More often than not, a single "series" (cour) comprises the entire run of the show. However, popular shows (especially with low marginal costs) can go into "auto-renew" mode. The samurai actioner Mito Komon ran 1227 episodes, cycling five actors through the lead role.

One odd effect is that because of the short runs, popular performers like Masaharu Fukuyama will have already booked their schedules around the shooting. As a result, the two Galileo series were made several years apart. Ditto Takuya Kimura and the two Hero series.

In the meantime, Fukuyama made two Galileo theatrical movies and appeared briefly in a third spinoff.

At the opposite extreme, very popular shows such as I'm Mita, Your Housekeeper and Madoka Magica each ran a single series (so far). The producer of the former flatly stated there would be no more series. It's hard to imagine that in Hollywood.

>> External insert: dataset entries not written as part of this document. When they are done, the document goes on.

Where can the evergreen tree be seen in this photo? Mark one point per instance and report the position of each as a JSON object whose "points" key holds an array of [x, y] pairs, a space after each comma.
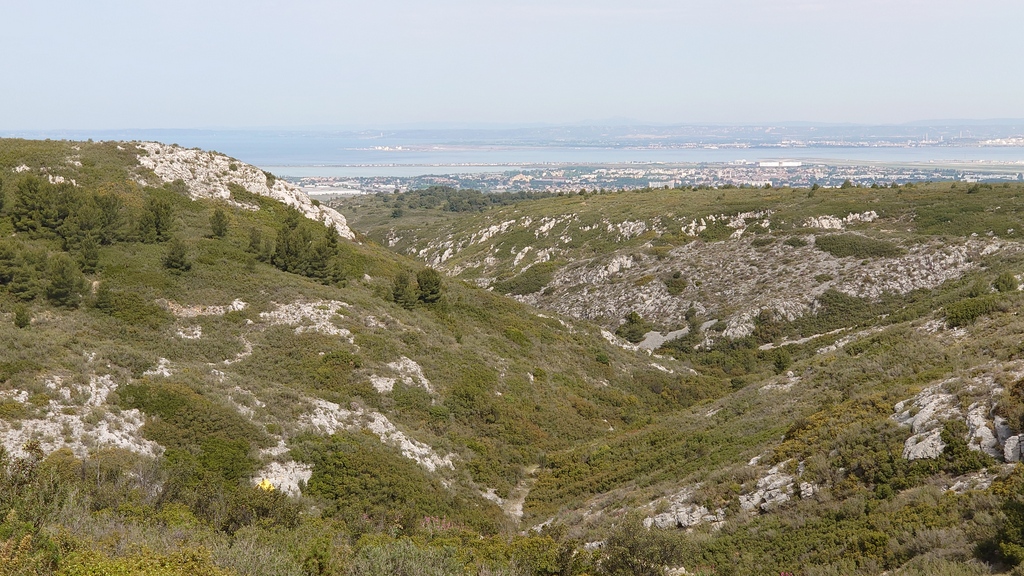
{"points": [[155, 223], [88, 256], [111, 218], [9, 253], [429, 286], [218, 223], [66, 284], [402, 291]]}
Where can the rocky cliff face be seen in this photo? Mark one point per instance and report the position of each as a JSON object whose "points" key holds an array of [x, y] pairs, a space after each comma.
{"points": [[207, 174]]}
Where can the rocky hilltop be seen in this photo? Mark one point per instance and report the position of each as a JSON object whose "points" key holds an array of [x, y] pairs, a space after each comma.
{"points": [[205, 370]]}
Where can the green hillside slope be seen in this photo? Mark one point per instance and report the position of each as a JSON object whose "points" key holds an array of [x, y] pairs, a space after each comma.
{"points": [[868, 339], [821, 381]]}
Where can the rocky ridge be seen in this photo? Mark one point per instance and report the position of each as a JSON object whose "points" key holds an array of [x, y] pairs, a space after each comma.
{"points": [[207, 174]]}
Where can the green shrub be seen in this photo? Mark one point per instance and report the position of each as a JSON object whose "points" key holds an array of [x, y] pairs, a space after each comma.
{"points": [[854, 245], [22, 316], [1006, 282], [176, 258], [676, 284], [218, 222], [967, 311]]}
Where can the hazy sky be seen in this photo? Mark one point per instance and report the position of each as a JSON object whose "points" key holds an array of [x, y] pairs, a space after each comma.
{"points": [[207, 64]]}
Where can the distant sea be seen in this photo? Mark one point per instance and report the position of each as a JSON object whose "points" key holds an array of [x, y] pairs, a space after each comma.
{"points": [[370, 154]]}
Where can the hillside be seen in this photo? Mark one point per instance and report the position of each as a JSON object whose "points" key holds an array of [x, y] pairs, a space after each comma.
{"points": [[821, 381], [186, 325], [864, 337]]}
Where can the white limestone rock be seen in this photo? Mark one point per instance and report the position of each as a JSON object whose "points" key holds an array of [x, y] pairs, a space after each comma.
{"points": [[207, 174]]}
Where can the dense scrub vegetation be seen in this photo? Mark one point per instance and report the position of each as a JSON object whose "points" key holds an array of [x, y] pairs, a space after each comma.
{"points": [[590, 438]]}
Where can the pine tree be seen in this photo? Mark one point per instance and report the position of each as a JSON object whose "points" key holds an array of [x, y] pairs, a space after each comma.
{"points": [[88, 256], [218, 223], [429, 285], [402, 290], [66, 284]]}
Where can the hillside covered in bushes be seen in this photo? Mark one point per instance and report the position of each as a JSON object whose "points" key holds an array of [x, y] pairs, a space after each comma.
{"points": [[206, 372]]}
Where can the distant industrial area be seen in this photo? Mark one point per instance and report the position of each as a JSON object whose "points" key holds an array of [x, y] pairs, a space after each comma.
{"points": [[633, 176]]}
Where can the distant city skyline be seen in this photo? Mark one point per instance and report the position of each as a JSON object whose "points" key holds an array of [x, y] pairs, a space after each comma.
{"points": [[400, 64]]}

Japanese television can be compared to the U.S. cable networks, producing episodic shows in half-seasons, with a wide mix of first and second-tier writers and actors, and third-tier budgets. It makes me wonder if there might be something to buying whole "mini-seasons" of shows.

Netflix has previously acquired the balance of shows from network series that were canceled mid-season, or produced an abbreviated season of a canceled show, as with Arrested Development. Yahoo is taking over Community from NBC for a 13-episode run.

In the case of Tina Fey's Unbreakable Kimmy Schmidt, Netflix bought the entire 13-episode run when NBC didn't pick it up. I expect to see these arrangements get more formalized, with streaming services competing for second refusal rights or becoming a "farm team" system.

Under such a system, any television program that reaches the pilot stage would be considered good enough to be guaranteed an audience somewhere.